I hooted with laughter at the response I got.  I was thrilled, delighted down to my little toes, to get a response at all, much less a reply within an hour of sending my query.  But the information contained within it was in the same foreign language as the actual instructions.  I was thoroughly amused.  I think we have demonstrated in black and white that “very easy” means something different to Vogue than it does to me.

I found a blog in which a sewist named Amanda made a bee-yoo-tiful version of this top.  Oh so pretty.  She breezed past the tricky collar situation in her explanation, however, confirming my suspicion that my inexperience is what makes it so tricky.

Finally, I took my pattern, fabric and questions to the Jo-Ann Fabrics on Forest Lane.  I visited with a lovely expert named Rosa, who snorted at the title “Very Easy Vogue” in a way that endeared her to me forever.  Then she and I talked through the pattern, the steps for assembly, and decided on a method for creating the collar which made sense to both of us.  It did not in any way resemble the instructions or the hieroglyphics provided by Vogue.

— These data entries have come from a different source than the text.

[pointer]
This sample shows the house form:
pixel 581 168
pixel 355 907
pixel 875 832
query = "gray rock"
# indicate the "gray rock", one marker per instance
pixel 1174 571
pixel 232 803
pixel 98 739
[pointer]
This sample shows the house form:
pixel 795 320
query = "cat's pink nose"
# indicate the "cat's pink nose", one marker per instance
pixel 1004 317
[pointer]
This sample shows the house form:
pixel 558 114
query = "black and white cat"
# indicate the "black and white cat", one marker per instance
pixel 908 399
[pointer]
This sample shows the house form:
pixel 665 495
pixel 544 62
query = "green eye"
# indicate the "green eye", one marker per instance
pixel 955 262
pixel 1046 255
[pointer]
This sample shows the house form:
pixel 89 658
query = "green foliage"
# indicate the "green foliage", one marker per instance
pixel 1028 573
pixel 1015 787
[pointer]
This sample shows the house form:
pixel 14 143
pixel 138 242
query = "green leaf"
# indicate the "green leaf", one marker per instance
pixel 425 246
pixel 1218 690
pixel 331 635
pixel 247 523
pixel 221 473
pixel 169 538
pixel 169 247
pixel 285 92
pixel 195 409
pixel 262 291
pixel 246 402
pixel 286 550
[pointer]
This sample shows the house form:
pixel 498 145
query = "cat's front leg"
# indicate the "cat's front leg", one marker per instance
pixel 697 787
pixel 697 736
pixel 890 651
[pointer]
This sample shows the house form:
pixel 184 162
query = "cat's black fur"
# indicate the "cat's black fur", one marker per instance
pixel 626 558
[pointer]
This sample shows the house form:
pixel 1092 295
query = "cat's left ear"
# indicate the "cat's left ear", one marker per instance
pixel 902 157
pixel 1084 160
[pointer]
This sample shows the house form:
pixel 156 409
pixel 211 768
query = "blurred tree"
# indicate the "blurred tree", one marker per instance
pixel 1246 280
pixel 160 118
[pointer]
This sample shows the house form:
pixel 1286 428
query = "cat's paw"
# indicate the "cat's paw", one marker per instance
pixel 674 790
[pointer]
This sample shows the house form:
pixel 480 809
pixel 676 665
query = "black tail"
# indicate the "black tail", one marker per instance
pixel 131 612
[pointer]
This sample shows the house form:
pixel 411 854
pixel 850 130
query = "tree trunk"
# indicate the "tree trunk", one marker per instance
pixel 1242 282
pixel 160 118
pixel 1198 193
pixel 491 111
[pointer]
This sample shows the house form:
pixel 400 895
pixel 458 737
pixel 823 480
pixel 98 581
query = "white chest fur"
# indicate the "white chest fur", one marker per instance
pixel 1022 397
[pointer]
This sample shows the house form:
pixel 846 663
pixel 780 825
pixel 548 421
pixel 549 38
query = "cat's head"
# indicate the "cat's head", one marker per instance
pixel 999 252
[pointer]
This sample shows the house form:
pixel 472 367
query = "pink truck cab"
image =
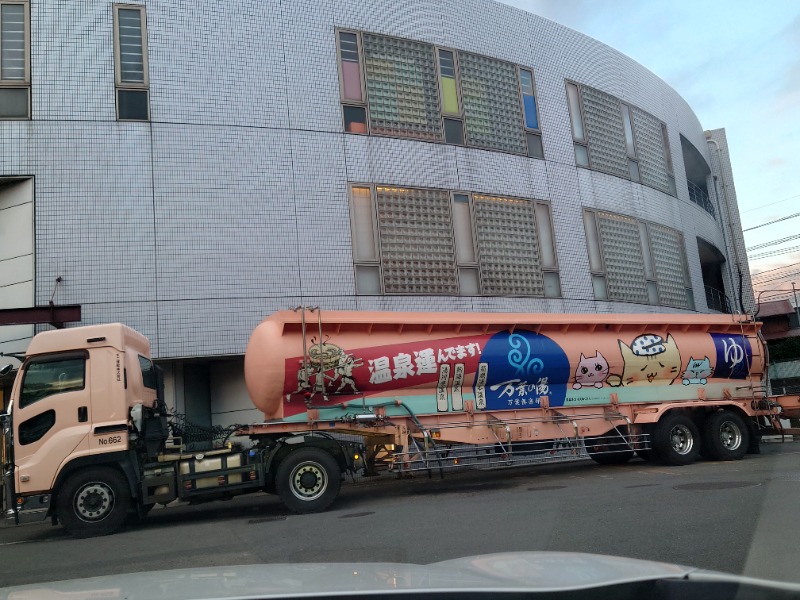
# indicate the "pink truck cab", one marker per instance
pixel 87 443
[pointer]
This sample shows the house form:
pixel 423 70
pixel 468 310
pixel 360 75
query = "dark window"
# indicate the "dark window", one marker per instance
pixel 49 376
pixel 453 131
pixel 132 105
pixel 34 428
pixel 148 373
pixel 355 119
pixel 535 149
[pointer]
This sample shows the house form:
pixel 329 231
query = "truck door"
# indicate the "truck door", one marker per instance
pixel 51 417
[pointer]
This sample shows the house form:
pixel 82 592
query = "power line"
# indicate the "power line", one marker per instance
pixel 776 252
pixel 775 243
pixel 779 278
pixel 772 222
pixel 771 203
pixel 760 273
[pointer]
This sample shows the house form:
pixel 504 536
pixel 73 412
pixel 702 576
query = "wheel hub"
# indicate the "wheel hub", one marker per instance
pixel 308 481
pixel 730 436
pixel 94 501
pixel 681 439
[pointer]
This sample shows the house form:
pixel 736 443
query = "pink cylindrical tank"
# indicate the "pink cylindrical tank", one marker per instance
pixel 437 362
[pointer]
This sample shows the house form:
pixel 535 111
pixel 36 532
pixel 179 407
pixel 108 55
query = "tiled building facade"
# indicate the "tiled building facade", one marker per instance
pixel 189 167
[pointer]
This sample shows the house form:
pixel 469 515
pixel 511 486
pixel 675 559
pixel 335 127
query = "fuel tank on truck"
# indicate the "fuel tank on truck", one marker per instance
pixel 451 362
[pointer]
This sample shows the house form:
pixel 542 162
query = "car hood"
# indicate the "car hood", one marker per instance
pixel 540 572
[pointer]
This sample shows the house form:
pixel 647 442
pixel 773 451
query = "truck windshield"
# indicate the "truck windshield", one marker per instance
pixel 149 378
pixel 48 376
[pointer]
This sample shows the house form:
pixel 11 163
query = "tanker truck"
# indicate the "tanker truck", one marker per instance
pixel 86 441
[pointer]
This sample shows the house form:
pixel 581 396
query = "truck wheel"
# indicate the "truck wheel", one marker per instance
pixel 93 502
pixel 676 439
pixel 608 450
pixel 308 480
pixel 725 436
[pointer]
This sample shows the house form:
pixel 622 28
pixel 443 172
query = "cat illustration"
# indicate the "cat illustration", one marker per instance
pixel 697 371
pixel 592 371
pixel 649 359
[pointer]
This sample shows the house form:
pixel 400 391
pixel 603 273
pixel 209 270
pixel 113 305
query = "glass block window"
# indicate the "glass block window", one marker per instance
pixel 402 89
pixel 667 250
pixel 622 257
pixel 619 139
pixel 635 261
pixel 650 150
pixel 14 60
pixel 605 132
pixel 432 241
pixel 508 247
pixel 416 238
pixel 130 57
pixel 490 98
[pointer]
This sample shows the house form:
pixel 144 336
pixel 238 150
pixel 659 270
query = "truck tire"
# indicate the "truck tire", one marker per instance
pixel 93 502
pixel 608 450
pixel 676 439
pixel 308 480
pixel 725 436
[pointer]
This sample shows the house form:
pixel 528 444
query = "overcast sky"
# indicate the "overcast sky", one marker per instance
pixel 737 64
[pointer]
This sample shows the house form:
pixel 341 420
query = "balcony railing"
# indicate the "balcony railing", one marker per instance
pixel 700 197
pixel 716 300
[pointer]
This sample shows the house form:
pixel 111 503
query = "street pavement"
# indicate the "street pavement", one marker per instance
pixel 739 517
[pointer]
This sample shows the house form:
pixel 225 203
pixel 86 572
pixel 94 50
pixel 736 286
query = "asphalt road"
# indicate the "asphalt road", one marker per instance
pixel 741 517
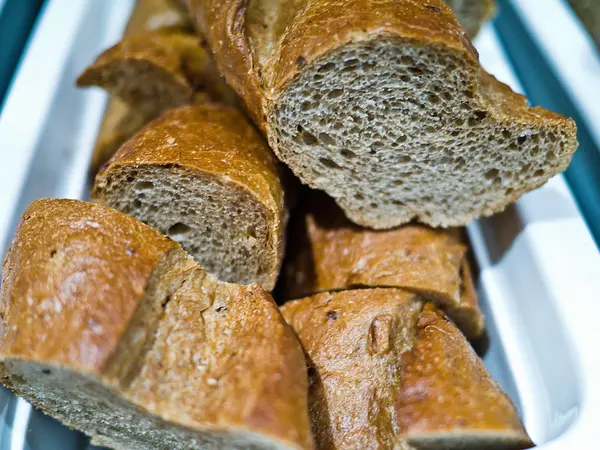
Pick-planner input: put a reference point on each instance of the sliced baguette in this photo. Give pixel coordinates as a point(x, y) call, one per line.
point(157, 70)
point(387, 371)
point(202, 175)
point(120, 119)
point(111, 328)
point(472, 13)
point(330, 253)
point(384, 106)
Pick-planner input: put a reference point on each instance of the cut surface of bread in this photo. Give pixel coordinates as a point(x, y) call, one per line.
point(330, 253)
point(113, 329)
point(157, 70)
point(472, 13)
point(202, 175)
point(389, 111)
point(388, 371)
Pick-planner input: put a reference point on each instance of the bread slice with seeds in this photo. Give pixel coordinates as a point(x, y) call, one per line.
point(390, 372)
point(472, 13)
point(384, 106)
point(327, 252)
point(113, 329)
point(202, 175)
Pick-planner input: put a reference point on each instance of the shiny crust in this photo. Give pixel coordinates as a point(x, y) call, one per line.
point(211, 139)
point(61, 302)
point(142, 69)
point(330, 253)
point(455, 396)
point(374, 351)
point(73, 278)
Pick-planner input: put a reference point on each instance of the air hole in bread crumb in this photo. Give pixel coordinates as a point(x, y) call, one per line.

And here’s where I thought things had taken a turn for the better - only to discover that no, in fact, we had taken a turn for the disappointing.  I struggled through the rest of it - the feeling that I was breaking a code, WWII windtalkers style, never left me - and finally got to the point where I had a garment in my hands that mostly resembled the picture. Victory! (Except for the unexpectedly Laura Ashley in the 80s puffy sleeves, but I decided I'd worry about that tomorrow. Channeling Scarlett has worked for me for years.) So I decided to try it on to decide how deeply I needed to hem it.  And discovered that the whole thing is too small!!!

Sweet mercy.

I got so infuriated at that point that I wadded it up and stuck it in a dark, forgotten cabinet.  (With some restrained violence.  I would have banged that door closed with a resounding boom if only the kids weren’t already in bed.)  I know that logically I need to go back and figure out if I measured myself incorrectly or if I mis-read the pattern or if there is, in fact, an error in the instructions.  I need to learn from this mistake, that’s for sure.  But logic be damned, I’m too annoyed to do the level-headed thing.  I’m going to steam with irritation for a good long while and re-visit it when my red fury has faded to a pleasant pink.

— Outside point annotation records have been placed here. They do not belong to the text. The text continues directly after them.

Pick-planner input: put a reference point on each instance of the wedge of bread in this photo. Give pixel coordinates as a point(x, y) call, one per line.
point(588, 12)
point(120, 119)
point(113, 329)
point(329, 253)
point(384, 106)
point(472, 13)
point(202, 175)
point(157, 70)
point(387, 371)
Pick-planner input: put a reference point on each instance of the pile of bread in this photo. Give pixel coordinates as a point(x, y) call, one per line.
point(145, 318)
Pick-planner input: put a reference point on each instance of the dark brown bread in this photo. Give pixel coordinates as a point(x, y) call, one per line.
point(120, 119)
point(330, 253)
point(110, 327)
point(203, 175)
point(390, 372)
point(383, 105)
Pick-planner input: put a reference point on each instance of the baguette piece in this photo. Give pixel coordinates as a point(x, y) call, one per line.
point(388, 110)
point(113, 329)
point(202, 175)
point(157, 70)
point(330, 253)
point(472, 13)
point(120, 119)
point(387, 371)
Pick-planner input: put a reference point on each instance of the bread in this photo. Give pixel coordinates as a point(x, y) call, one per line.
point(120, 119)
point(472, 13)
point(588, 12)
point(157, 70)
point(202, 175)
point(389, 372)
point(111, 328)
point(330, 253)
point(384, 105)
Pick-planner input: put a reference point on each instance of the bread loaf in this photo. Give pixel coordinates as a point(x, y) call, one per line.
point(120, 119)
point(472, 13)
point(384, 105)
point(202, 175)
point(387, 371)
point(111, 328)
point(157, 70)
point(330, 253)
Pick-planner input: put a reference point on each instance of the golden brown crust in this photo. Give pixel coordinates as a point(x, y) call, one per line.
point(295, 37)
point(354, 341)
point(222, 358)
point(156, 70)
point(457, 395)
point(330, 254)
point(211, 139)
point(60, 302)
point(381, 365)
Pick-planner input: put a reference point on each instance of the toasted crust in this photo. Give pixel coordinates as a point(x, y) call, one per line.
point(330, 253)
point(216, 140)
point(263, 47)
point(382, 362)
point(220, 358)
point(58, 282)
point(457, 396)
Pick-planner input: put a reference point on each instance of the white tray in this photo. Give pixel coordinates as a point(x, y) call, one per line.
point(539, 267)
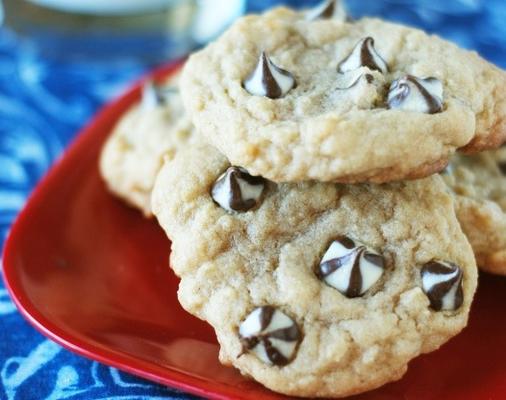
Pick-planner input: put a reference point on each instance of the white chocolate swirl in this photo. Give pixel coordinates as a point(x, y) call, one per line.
point(269, 80)
point(410, 93)
point(350, 267)
point(364, 54)
point(271, 335)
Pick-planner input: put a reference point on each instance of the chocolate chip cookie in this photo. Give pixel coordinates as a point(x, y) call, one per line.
point(479, 185)
point(149, 132)
point(315, 289)
point(294, 98)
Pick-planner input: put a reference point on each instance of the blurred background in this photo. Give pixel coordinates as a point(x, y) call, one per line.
point(60, 60)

So there it is, my first official wadder.  I think I will stick to simple knits for a while.  And independent pattern makers.  And an obsessive habit of measuring myself 48 times before cutting any fabric.

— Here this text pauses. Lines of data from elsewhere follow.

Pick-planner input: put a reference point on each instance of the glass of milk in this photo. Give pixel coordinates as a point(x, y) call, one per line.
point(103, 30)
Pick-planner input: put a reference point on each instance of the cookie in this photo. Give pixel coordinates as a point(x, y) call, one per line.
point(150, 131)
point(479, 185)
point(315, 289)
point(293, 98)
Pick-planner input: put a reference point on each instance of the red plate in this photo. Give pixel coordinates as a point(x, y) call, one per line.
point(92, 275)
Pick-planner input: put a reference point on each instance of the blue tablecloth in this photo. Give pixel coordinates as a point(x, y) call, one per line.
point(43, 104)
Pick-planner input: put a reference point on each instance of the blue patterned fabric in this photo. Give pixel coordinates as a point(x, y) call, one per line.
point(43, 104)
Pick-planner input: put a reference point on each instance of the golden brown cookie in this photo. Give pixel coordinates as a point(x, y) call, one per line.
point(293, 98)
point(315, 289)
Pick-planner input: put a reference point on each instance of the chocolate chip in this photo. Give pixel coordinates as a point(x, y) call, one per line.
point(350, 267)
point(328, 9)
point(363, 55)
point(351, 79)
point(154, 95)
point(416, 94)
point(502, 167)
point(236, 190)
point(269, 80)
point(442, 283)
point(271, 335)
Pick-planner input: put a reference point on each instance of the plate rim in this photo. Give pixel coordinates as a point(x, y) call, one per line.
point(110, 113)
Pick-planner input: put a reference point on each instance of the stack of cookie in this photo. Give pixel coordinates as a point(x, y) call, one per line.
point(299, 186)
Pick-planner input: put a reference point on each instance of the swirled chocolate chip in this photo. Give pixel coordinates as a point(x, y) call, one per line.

(And in the meantime, just to end on a cheerful note, good books.  Have you read the Code Name Verity books by Jennifer Wein? I just finished the second one.  What a fabulous way to teach history!  Stories about daring, brave young women pilots in England during WWII?  Um, YES and thank you.

It really does feel better to have written the sting out of this experience. And also to gush about my current read.)